🤖 AI Summary
Organic photovoltaic (OPV) material discovery has long been hindered by the difficulty of co-designing donor/acceptor molecular pairs; existing approaches typically optimize individual components in isolation and lack a unified modeling framework. Method: We propose a dual-path machine learning paradigm, introducing OPV2D—the largest experimentally validated OPV dataset to date—and integrating hierarchical graph neural networks, multi-task prediction of optoelectronic properties, molecular orbital energy estimation, and a reinforcement-learning–guided MatGPT generative model for joint donor–acceptor pair generation and power conversion efficiency (PCE)-driven closed-loop optimization. Contribution/Results: Our framework significantly improves both predictive accuracy and synthetic feasibility for high-PCE (>18%) materials, establishing the first end-to-end, scalable pipeline for accelerated OPV material discovery.
📝 Abstract
Organic photovoltaic (OPV) materials offer a promising path toward sustainable energy generation, but their development is limited by the difficulty of identifying high performance donor and acceptor pairs with strong power conversion efficiencies (PCEs).

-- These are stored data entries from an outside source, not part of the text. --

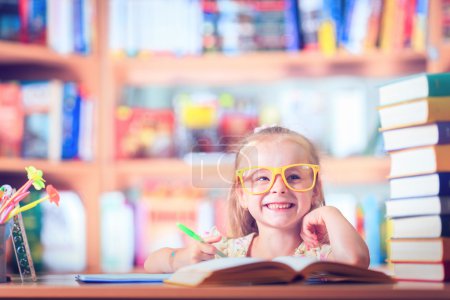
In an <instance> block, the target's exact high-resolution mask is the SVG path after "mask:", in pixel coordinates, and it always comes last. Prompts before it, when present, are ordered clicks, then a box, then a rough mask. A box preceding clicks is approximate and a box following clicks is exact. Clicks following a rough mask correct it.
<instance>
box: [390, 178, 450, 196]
mask: <svg viewBox="0 0 450 300" xmlns="http://www.w3.org/2000/svg"><path fill="white" fill-rule="evenodd" d="M389 184H390V199H400V198H412V197H427V196H450V172H440V173H433V174H426V175H417V176H408V177H400V178H393V179H391V180H390V183H389Z"/></svg>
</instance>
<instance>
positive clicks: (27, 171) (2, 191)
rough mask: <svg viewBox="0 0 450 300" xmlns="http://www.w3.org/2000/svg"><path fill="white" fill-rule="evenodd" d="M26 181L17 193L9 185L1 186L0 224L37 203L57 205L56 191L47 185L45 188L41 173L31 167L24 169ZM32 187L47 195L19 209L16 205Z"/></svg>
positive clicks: (58, 202) (22, 211)
mask: <svg viewBox="0 0 450 300" xmlns="http://www.w3.org/2000/svg"><path fill="white" fill-rule="evenodd" d="M25 170H26V171H27V178H28V181H27V182H25V184H24V185H22V186H21V187H20V188H19V189H18V190H17V191H15V192H14V190H13V189H12V188H11V186H9V185H6V184H5V185H3V186H1V187H0V198H1V200H0V223H1V224H3V223H6V222H7V221H9V220H10V219H11V218H12V217H14V216H15V215H17V214H19V213H21V212H24V211H27V210H29V209H31V208H33V207H35V206H36V205H38V204H39V203H42V202H43V201H45V200H50V202H52V203H55V204H56V205H59V194H58V191H57V190H56V189H55V188H54V187H53V186H52V185H48V186H47V187H46V188H45V180H44V178H42V176H43V172H42V171H41V170H38V169H36V168H35V167H33V166H29V167H26V168H25ZM31 186H33V187H34V188H35V189H36V190H38V191H39V190H41V189H43V188H45V190H46V192H47V195H45V196H44V197H42V198H40V199H37V200H34V201H33V202H31V203H29V204H27V205H25V206H22V207H20V206H19V205H18V204H19V202H20V201H22V200H23V199H24V198H26V196H28V195H29V194H30V192H29V191H28V190H29V189H30V187H31Z"/></svg>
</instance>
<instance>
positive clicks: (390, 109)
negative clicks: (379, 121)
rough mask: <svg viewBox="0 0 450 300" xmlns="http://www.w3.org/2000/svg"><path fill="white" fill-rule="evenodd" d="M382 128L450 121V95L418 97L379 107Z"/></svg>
mask: <svg viewBox="0 0 450 300" xmlns="http://www.w3.org/2000/svg"><path fill="white" fill-rule="evenodd" d="M378 112H379V116H380V123H381V127H382V129H383V130H387V129H394V128H401V127H407V126H413V125H422V124H427V123H433V122H439V121H450V113H449V112H450V96H449V95H447V96H446V97H433V98H431V97H428V98H420V99H415V100H411V101H407V102H404V103H397V104H393V105H389V106H382V107H380V108H379V111H378Z"/></svg>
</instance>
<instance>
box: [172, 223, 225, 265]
mask: <svg viewBox="0 0 450 300" xmlns="http://www.w3.org/2000/svg"><path fill="white" fill-rule="evenodd" d="M177 226H178V228H179V229H180V230H181V231H183V232H184V233H186V234H187V235H188V236H190V237H191V238H193V239H194V240H196V241H199V242H200V243H204V242H205V241H204V240H203V239H202V238H201V236H199V235H198V234H196V233H195V232H194V231H192V230H191V229H189V228H188V227H187V226H185V225H184V224H181V223H177ZM216 253H217V255H219V256H220V257H227V256H226V255H225V253H223V252H222V251H220V250H217V251H216Z"/></svg>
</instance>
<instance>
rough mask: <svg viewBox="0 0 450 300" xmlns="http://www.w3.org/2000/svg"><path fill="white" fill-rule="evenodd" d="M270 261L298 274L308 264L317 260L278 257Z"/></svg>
mask: <svg viewBox="0 0 450 300" xmlns="http://www.w3.org/2000/svg"><path fill="white" fill-rule="evenodd" d="M272 261H276V262H280V263H283V264H286V265H288V266H290V267H291V268H292V269H294V270H295V271H296V272H300V271H301V270H303V269H304V268H305V267H307V266H309V265H310V264H312V263H314V262H317V261H318V260H317V259H316V258H313V257H295V256H280V257H276V258H274V259H272Z"/></svg>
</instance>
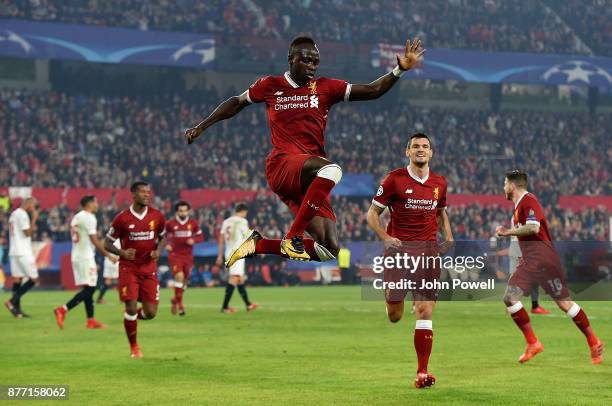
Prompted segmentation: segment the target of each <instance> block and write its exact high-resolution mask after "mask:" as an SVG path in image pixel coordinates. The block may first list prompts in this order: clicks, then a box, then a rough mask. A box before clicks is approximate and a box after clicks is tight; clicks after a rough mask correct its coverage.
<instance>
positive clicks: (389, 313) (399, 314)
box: [387, 309, 403, 323]
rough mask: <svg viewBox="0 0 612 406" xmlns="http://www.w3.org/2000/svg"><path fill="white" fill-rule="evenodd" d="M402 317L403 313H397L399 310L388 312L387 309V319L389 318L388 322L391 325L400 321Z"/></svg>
mask: <svg viewBox="0 0 612 406" xmlns="http://www.w3.org/2000/svg"><path fill="white" fill-rule="evenodd" d="M402 316H403V312H402V311H399V310H395V309H392V310H389V309H387V317H388V318H389V321H390V322H391V323H397V322H398V321H400V320H401V319H402Z"/></svg>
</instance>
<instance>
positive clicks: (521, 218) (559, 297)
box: [496, 170, 604, 364]
mask: <svg viewBox="0 0 612 406" xmlns="http://www.w3.org/2000/svg"><path fill="white" fill-rule="evenodd" d="M504 193H505V194H506V198H507V199H508V200H512V201H513V202H514V215H513V216H512V228H511V229H508V228H505V227H502V226H500V227H497V230H496V232H497V235H498V236H500V237H511V236H516V237H518V240H519V246H520V248H521V253H522V257H521V262H520V263H519V265H518V266H517V268H516V271H515V272H514V273H513V274H512V276H511V277H510V279H509V280H508V287H507V288H506V294H505V295H504V303H505V304H506V306H507V307H508V313H510V315H511V316H512V320H514V322H515V323H516V325H517V326H518V328H519V329H521V331H522V332H523V335H524V336H525V340H526V341H527V348H526V349H525V352H524V353H523V354H522V355H521V356H520V357H519V362H520V363H524V362H527V361H529V360H530V359H531V358H533V357H534V356H536V355H537V354H538V353H540V352H542V350H543V349H544V346H543V345H542V343H541V342H540V341H539V340H538V339H537V337H536V335H535V334H534V332H533V329H532V328H531V322H530V319H529V314H528V313H527V311H526V310H525V309H524V308H523V304H522V303H521V298H522V297H523V296H525V295H527V294H529V292H530V291H531V288H532V286H533V285H535V284H538V285H540V286H541V287H542V288H543V289H544V291H545V292H546V293H547V294H548V295H549V296H550V297H551V298H552V299H553V300H554V301H555V302H556V303H557V306H559V308H560V309H561V310H563V311H564V312H565V313H567V315H568V316H569V317H571V318H572V320H574V323H576V327H578V328H579V329H580V331H582V333H583V334H584V335H585V336H586V339H587V343H588V345H589V348H590V350H591V362H592V363H593V364H600V363H601V362H602V361H603V351H604V344H603V342H601V341H600V340H599V339H598V338H597V336H596V335H595V333H594V332H593V329H592V328H591V326H590V323H589V319H588V317H587V315H586V313H585V312H584V310H582V309H581V308H580V306H578V304H577V303H575V302H574V301H572V300H571V299H570V294H569V290H568V289H567V285H566V282H565V276H564V274H563V270H562V268H561V260H560V259H559V256H558V255H557V252H556V250H555V247H554V245H553V243H552V239H551V236H550V232H549V231H548V222H547V221H546V218H545V217H544V211H543V210H542V206H540V202H539V201H538V199H537V198H536V197H535V195H534V194H532V193H529V192H528V191H527V174H526V173H525V172H522V171H516V170H515V171H511V172H508V173H506V178H505V179H504Z"/></svg>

Existing design strategies typically focus on either the donor or the acceptor alone, rather than using a unified approach capable of modeling both components. In this work, we introduce a dual machine learning framework for OPV discovery that combines predictive modeling with generative molecular design. We present the Organic Photovoltaic Donor Acceptor Dataset (OPV2D), the largest curated dataset of its kind, containing 2000 experimentally characterized donor acceptor pairs. Using this dataset, we develop the Organic Photovoltaic Classifier (OPVC) to predict whether a material exhibits OPV behavior, and a hierarchical graph neural network that incorporates multi task learning and donor acceptor interaction modeling. This framework includes the Molecular Orbital Energy Estimator (MOE2) for predicting HOMO and LUMO energy levels, and the Photovoltaic Performance Predictor (P3) for estimating PCE. In addition, we introduce the Material Generative Pretrained Transformer (MatGPT) to produce synthetically accessible organic semiconductors, guided by a reinforcement learning strategy with three objective policy optimization. By linking molecular representation learning with performance prediction, our framework advances data driven discovery of high performance OPV materials.